A LAWYER heading the investigations into the Anglican and Roman Catholic Churches for the Independent Inquiry into Child Sexual Abuse (IICSA), Professor Aileen McColgan, has resigned.
The BBC’s Newsnight programme reported on Tuesday that Professor McColgan had “concerns over the competency of the leadership of the inquiry”. She is the seventh lawyer to resign in recent months.
In a statement, the IICSA said: “We have a large legal team, comprising a number of junior counsel, senior counsel, and solicitors. They come and go, subject to their professional obligations, and we are not commenting on specifics.”
Last week, the Home Affairs Select Committee released a letter in which Dame Lowell Goddard, the former chairwoman of the IICSA, who resigned suddenly in the summer (News, 12 August), explained why she would not appear before them to give evidence. She had provided written evidence in response to the committee’s questions, she said, and the request for an oral evidence session was made “without identifying any content for one, or need”.

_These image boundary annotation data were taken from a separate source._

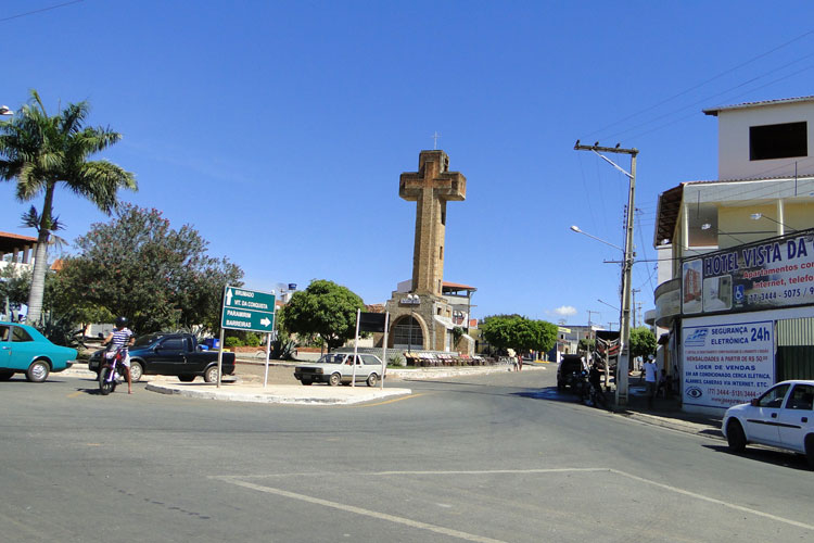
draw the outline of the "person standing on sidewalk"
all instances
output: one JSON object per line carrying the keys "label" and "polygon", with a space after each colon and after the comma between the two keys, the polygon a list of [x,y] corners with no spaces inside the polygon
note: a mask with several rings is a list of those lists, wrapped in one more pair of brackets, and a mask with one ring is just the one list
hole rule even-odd
{"label": "person standing on sidewalk", "polygon": [[653,397],[656,397],[656,384],[659,382],[659,368],[652,354],[647,355],[647,362],[644,365],[645,383],[647,386],[647,408],[653,408]]}

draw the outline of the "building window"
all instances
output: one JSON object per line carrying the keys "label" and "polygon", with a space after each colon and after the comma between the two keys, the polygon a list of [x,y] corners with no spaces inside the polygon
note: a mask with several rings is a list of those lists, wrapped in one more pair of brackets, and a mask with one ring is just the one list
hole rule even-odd
{"label": "building window", "polygon": [[807,123],[749,127],[749,160],[767,161],[809,155]]}

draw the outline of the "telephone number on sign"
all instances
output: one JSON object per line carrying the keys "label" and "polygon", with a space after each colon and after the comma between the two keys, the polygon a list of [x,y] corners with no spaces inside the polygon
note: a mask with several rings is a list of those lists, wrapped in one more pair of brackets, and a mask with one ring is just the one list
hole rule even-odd
{"label": "telephone number on sign", "polygon": [[801,298],[814,294],[814,287],[805,289],[787,289],[783,291],[783,298]]}

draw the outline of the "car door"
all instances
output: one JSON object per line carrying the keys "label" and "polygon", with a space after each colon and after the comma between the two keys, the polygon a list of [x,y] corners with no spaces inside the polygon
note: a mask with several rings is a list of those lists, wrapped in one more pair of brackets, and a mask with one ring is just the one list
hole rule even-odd
{"label": "car door", "polygon": [[794,383],[779,415],[783,446],[805,452],[805,435],[814,429],[814,384]]}
{"label": "car door", "polygon": [[768,389],[752,405],[746,419],[749,441],[767,445],[780,444],[780,412],[790,384],[778,384]]}
{"label": "car door", "polygon": [[28,369],[28,366],[37,356],[42,354],[41,348],[34,341],[30,333],[20,326],[11,327],[11,367],[16,369]]}
{"label": "car door", "polygon": [[165,338],[155,346],[153,367],[160,375],[178,375],[185,364],[183,338]]}
{"label": "car door", "polygon": [[11,326],[0,325],[0,368],[11,367]]}

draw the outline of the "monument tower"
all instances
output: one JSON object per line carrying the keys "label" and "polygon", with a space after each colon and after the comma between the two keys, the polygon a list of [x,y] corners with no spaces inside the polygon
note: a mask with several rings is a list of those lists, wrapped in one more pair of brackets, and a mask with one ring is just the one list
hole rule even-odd
{"label": "monument tower", "polygon": [[398,195],[417,202],[410,290],[440,296],[444,280],[446,203],[467,198],[467,178],[459,172],[449,172],[449,156],[444,151],[421,151],[418,172],[402,174]]}
{"label": "monument tower", "polygon": [[[389,349],[404,352],[454,351],[455,307],[444,294],[446,203],[467,197],[467,178],[449,172],[444,151],[421,151],[418,172],[398,180],[398,195],[416,202],[412,279],[398,283],[385,303],[391,315]],[[466,349],[469,353],[471,345]]]}

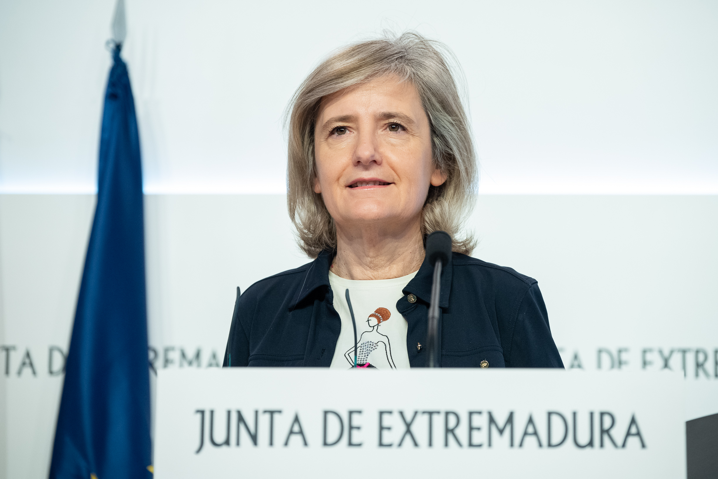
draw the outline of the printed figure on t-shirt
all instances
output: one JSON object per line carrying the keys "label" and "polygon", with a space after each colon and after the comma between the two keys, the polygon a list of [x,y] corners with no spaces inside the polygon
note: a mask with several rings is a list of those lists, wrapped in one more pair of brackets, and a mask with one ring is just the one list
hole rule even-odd
{"label": "printed figure on t-shirt", "polygon": [[[369,315],[366,324],[371,328],[361,333],[357,341],[357,366],[360,368],[378,369],[396,369],[391,358],[391,344],[389,338],[379,332],[379,325],[387,321],[391,313],[386,307],[378,307]],[[354,366],[354,347],[344,353],[349,364]]]}

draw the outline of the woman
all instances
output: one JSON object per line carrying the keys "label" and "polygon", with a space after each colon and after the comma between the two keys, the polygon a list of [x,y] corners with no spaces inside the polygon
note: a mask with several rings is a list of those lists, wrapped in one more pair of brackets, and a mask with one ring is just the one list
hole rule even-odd
{"label": "woman", "polygon": [[[440,366],[563,367],[536,280],[468,256],[475,241],[461,223],[475,200],[475,157],[441,50],[415,33],[358,43],[300,85],[287,203],[315,259],[237,299],[225,366],[346,368],[348,289],[357,317],[378,308],[391,317],[381,327],[391,365],[375,367],[424,366],[433,268],[424,241],[443,230],[454,253],[441,279]],[[376,336],[379,322],[368,325]]]}

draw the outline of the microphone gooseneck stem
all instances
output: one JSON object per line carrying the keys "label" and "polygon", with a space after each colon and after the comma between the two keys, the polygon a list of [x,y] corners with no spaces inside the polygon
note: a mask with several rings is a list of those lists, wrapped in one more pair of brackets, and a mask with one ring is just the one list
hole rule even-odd
{"label": "microphone gooseneck stem", "polygon": [[349,305],[349,314],[352,317],[352,326],[354,327],[354,367],[357,367],[357,323],[354,320],[354,310],[352,309],[352,300],[349,299],[349,289],[345,292],[347,304]]}
{"label": "microphone gooseneck stem", "polygon": [[439,358],[437,337],[439,333],[439,297],[441,293],[442,261],[439,259],[434,266],[434,280],[432,282],[432,302],[429,305],[429,323],[426,332],[426,349],[429,353],[429,367],[438,368]]}

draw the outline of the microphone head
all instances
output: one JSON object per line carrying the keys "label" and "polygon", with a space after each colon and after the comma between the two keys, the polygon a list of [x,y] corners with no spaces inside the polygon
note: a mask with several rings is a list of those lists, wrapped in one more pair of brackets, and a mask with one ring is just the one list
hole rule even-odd
{"label": "microphone head", "polygon": [[426,257],[434,266],[441,260],[442,266],[446,266],[451,258],[451,236],[446,231],[434,231],[426,237]]}

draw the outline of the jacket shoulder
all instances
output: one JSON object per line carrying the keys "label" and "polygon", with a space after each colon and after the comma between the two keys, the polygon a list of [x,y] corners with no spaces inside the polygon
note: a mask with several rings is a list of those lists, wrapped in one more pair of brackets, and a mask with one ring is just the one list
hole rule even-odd
{"label": "jacket shoulder", "polygon": [[457,269],[457,272],[489,276],[496,282],[514,284],[517,287],[530,287],[538,282],[531,276],[521,274],[513,268],[488,263],[461,253],[454,253],[452,260],[452,266]]}
{"label": "jacket shoulder", "polygon": [[253,283],[242,293],[251,297],[263,297],[266,294],[272,294],[279,290],[286,295],[287,290],[296,283],[302,282],[306,276],[307,273],[314,261],[309,261],[294,269],[287,269],[285,271],[273,274],[264,279]]}

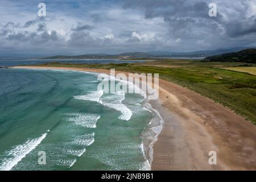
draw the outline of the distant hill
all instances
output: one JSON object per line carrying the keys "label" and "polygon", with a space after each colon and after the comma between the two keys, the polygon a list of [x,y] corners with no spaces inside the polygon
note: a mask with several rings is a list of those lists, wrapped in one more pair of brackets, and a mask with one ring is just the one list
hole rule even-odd
{"label": "distant hill", "polygon": [[167,51],[152,51],[148,52],[152,55],[168,55],[172,56],[209,56],[218,55],[225,53],[237,52],[246,48],[253,48],[255,47],[234,47],[228,49],[218,49],[213,50],[203,50],[193,52],[167,52]]}
{"label": "distant hill", "polygon": [[148,52],[125,52],[118,55],[105,53],[87,54],[79,56],[55,56],[43,57],[42,59],[139,59],[170,57],[207,57],[222,53],[240,51],[246,48],[236,47],[229,49],[204,50],[188,52],[176,52],[166,51],[152,51]]}
{"label": "distant hill", "polygon": [[256,63],[256,48],[246,49],[237,52],[207,57],[207,61],[243,62]]}

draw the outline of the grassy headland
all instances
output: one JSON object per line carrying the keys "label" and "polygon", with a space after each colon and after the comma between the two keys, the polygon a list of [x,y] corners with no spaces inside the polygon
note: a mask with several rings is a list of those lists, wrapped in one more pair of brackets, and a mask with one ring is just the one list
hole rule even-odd
{"label": "grassy headland", "polygon": [[[256,125],[256,76],[224,69],[243,63],[199,60],[159,60],[143,63],[77,64],[51,63],[40,66],[90,68],[131,73],[159,73],[160,78],[193,90],[228,107]],[[248,68],[255,68],[250,64]]]}

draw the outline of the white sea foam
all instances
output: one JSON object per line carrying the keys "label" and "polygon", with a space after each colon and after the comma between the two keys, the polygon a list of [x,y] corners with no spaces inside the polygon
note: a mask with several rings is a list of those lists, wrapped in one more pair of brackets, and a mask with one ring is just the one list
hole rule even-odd
{"label": "white sea foam", "polygon": [[101,115],[96,114],[74,113],[68,114],[70,116],[68,120],[74,122],[76,125],[88,128],[96,128],[96,123],[101,118]]}
{"label": "white sea foam", "polygon": [[89,146],[94,142],[94,133],[79,136],[76,137],[72,143],[77,146]]}
{"label": "white sea foam", "polygon": [[72,167],[75,164],[76,162],[76,159],[75,159],[75,160],[73,160],[72,163],[69,165],[69,167],[68,168],[70,168],[71,167]]}
{"label": "white sea foam", "polygon": [[[48,131],[49,131],[49,130]],[[28,139],[22,144],[13,147],[12,150],[7,152],[7,155],[10,158],[5,158],[3,162],[0,166],[0,171],[10,171],[26,155],[29,154],[46,137],[47,133],[42,135],[40,137],[33,139]]]}
{"label": "white sea foam", "polygon": [[82,150],[68,150],[67,152],[68,154],[77,156],[80,157],[85,152],[86,149],[84,148]]}
{"label": "white sea foam", "polygon": [[114,96],[110,95],[103,100],[102,104],[109,108],[114,109],[120,111],[122,115],[118,117],[119,119],[129,121],[133,115],[133,112],[122,103],[122,101],[125,98],[125,92],[116,92]]}
{"label": "white sea foam", "polygon": [[74,96],[75,99],[85,101],[91,101],[101,104],[101,97],[103,95],[103,90],[89,92],[86,95]]}
{"label": "white sea foam", "polygon": [[61,159],[57,165],[65,166],[70,168],[76,162],[76,159]]}
{"label": "white sea foam", "polygon": [[153,146],[157,142],[158,136],[163,129],[164,121],[158,111],[153,109],[149,103],[146,102],[145,106],[147,109],[151,110],[155,115],[142,133],[142,144],[147,147],[146,148],[144,147],[142,148],[144,157],[151,166],[153,160]]}

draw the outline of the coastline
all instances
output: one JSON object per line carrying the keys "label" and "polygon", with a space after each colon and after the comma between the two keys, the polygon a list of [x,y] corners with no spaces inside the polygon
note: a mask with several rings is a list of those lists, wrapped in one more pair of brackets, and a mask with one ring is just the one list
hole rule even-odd
{"label": "coastline", "polygon": [[[109,73],[97,69],[15,67]],[[116,72],[116,73],[121,72]],[[150,103],[164,121],[154,146],[152,170],[256,169],[256,127],[192,91],[159,80],[160,96]],[[216,151],[217,164],[209,165]]]}

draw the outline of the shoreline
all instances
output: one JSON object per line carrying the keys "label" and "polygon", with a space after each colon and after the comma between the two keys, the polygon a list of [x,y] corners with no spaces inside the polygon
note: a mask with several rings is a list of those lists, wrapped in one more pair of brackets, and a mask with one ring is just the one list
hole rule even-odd
{"label": "shoreline", "polygon": [[[10,68],[110,72],[74,67]],[[159,99],[149,102],[164,121],[153,147],[152,170],[256,169],[255,126],[229,109],[170,82],[159,79]],[[217,152],[217,165],[208,163],[210,151]]]}

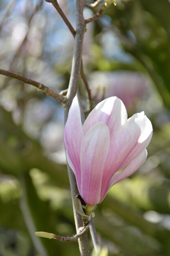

The committee’s new chairwoman, the Labour MP Yvette Cooper, said: “Dame Goddard has been paid significant amounts of public money to do an extremely important job, which she suddenly resigned from, leaving a series of questions. . . Child-abuse survivors have been let down by the extremely rocky start to this inquiry, and we do need answers as to why it went wrong, in order to be confident it is back on track now.”